The ChatInterface is a high-level layout, providing a user-friendly front-end interface for inputting different kinds of messages: text, images, PDFs, etc.

This layout provides front-end methods to:

  • Input (append) messages to the chat log.

  • Re-run (resend) the most recent user input ChatMessage.

  • Remove messages until the previous user input ChatMessage.

  • Clear the chat log, erasing all ChatMessage objects.

Since ChatInterface inherits from ChatFeed, it features all the capabilities of ChatFeed; please see ChatFeed.ipynb for its backend capabilities.

Check out the panel-chat-examples docs to see applicable examples related to LangChain, OpenAI, Mistral, Llama, etc. If you have an example to demo, we’d love to add it to the panel-chat-examples gallery!

Chat Design Specification

Parameters:#

Core#

  • widgets (Widget | List[Widget]): Widgets to use for the input. If not provided, defaults to [TextInput].

  • user (str): Name of the ChatInterface user.

  • avatar (str | bytes | BytesIO | pn.pane.Image): The avatar to use for the user. Can be a single character text, an emoji, or anything supported by pn.pane.Image. If not set, uses the first character of the name.

  • reset_on_send (bool): Whether to reset the widget’s value after sending a message; has no effect for TextInput.
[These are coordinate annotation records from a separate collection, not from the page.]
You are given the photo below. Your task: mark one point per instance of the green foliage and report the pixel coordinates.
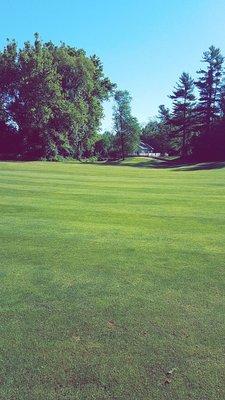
(53, 95)
(126, 126)
(209, 84)
(183, 114)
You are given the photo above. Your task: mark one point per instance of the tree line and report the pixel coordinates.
(51, 106)
(194, 126)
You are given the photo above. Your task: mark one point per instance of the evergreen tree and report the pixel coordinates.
(183, 112)
(126, 126)
(209, 89)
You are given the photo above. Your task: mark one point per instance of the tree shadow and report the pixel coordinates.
(177, 164)
(204, 166)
  • auto_send_types (tuple): The widget types to automatically send when the user presses enter or clicks away from the widget. If not provided, defaults to [TextInput].

  • button_properties (Dict[Dict[str, Any]]): Allows addition of functionality or customization of buttons by supplying a mapping from the button name to a dictionary containing the icon, callback, post_callback, and/or js_on_click keys.

    • If the button names correspond to default buttons (send, rerun, undo, clear), the default icon can be updated and if a callback key value pair is provided, the specified callback functionality runs before the existing one.

    • For button names that don’t match existing ones, new buttons are created and must include a callback, post_callback, and/or js_on_click key.

    • The provided callbacks should have a signature that accepts two positional arguments: instance (the ChatInterface instance) and event (the button click event).

    • The js_on_click key should be a str or dict. If str, provide the JavaScript code; else if dict, it must have a code key, containing the JavaScript code to execute when the button is clicked, and optionally an args key, containing dictionary of arguments to pass to the JavaScript code.

Styling#

  • show_send (bool): Whether to show the send button. Default is True.

  • show_stop (bool): Whether to show the stop button, temporarily replacing the send button during callback; has no effect if callback is not async.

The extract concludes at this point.